La protesta universitaria ya no es más un rito de pasaje, como lo era para mayoría de los estudiantes en las décadas del sesenta y el setenta. La creciente carga de la deuda, ¿ayudó a sofocar la imaginación política alternativa de los estudiantes en las siguientes décadas? ¿Puede culpársela por restaurar “la apatía y la falta de participación” recomendados a la Comisión Trilateral como una cura contra el “exceso de democracia”? Hoy a los estudiantes norteamericanos se les suele repartir paquetes de préstamos fuertes en el momento de inscribirse, mucho antes de que estén legalmente autorizados a tomar alcohol; muchos son empujados a buscar empleos de bajos salarios para permanecer en la universidad y evitar la generación de más deuda; son estimulados a pensar en su graduación como en una transacción en la cual han sido negociados sus sueldos futuros; y son llevados cada vez más a elegir campos de estudio que proveen “valor” a través de las ganancias potenciales para pagar sus préstamos. Estas no son condiciones en las cuales pueda cultivarse una mente ágil y crítica, y apenas conducen a lo que los autores del reporte denominaban “el cumplimiento constructivo de las responsabilidades de la ciudadanía”. Pero son perfectamente útiles para las élites, que no quieren una ciudadanía educada y librepensadora que les haga demandas “excesivas”.

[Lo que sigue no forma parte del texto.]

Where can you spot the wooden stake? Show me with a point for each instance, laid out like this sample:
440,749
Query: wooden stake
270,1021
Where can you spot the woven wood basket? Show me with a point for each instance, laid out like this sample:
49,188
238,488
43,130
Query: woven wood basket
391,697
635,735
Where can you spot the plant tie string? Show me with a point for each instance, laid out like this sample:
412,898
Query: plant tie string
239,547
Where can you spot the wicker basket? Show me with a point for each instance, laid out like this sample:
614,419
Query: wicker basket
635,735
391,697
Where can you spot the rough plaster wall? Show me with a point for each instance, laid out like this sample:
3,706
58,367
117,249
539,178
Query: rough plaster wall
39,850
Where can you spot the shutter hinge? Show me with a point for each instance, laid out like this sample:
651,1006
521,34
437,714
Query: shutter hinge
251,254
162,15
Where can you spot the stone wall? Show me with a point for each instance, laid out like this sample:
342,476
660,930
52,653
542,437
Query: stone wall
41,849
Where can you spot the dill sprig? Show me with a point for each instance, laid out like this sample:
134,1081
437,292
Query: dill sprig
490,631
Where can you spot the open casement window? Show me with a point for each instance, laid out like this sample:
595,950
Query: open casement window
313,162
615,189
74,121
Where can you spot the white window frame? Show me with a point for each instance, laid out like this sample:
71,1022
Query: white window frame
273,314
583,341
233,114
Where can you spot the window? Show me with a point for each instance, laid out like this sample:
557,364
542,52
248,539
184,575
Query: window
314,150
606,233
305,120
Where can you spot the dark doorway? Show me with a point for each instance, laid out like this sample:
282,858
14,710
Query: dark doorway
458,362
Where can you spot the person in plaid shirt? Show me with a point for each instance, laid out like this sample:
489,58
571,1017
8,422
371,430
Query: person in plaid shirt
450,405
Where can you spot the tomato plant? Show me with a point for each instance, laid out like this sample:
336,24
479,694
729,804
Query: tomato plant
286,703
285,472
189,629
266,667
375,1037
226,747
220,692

Esta es la razón por la cual cualquier movimiento dedicado a abolir la deuda educacional no puede apuntar únicamente a realizar reformas económicas limitadas. Los esfuerzos para bajar la tasa de interés, restaurar las protecciones contra la quiebra (actualmente denegadas a los deudores estudiantiles) o implementar programas más fuertes de repago basados en los ingresos podrán brindar cierto alivio a algunos, pero no se acercarán siquiera a lograr el objetivo de establecer la educación gratuita como un derecho democrático vinculante —y podrían incluso frustrarlo—. Para promover ese objetivo necesitaremos un movimiento regido por el principio que equipara la educación libre con la ciudadanía libre. Hoy en día, como consecuencia del poder prodigioso de las altas finanzas, enfrentamos una verdadera “crisis de democracia”, no el menjunje vendido a la Comisión Trilateral. Podría decirse que la capacidad de los prestamistas y de los inversores de tratar a la educación como un centro de beneficios (los préstamos estudiantiles se encuentran entre las más lucrativas de las formas de crédito) es el síntoma más revelador de ese poder. Pero sería equivocado concluir que su conducta es meramente oportunista, y que están explotando, para maximizar sus beneficios, fisuras abiertas por legisladores corruptibles. Por el contrario, el uso de la educación superior para extraer rentas económicas e hipotecar el futuro de los estudiantes ha sido un nuevo principio de gobierno desde hace tres décadas, con duras consecuencias para la voluntad política de la gente joven.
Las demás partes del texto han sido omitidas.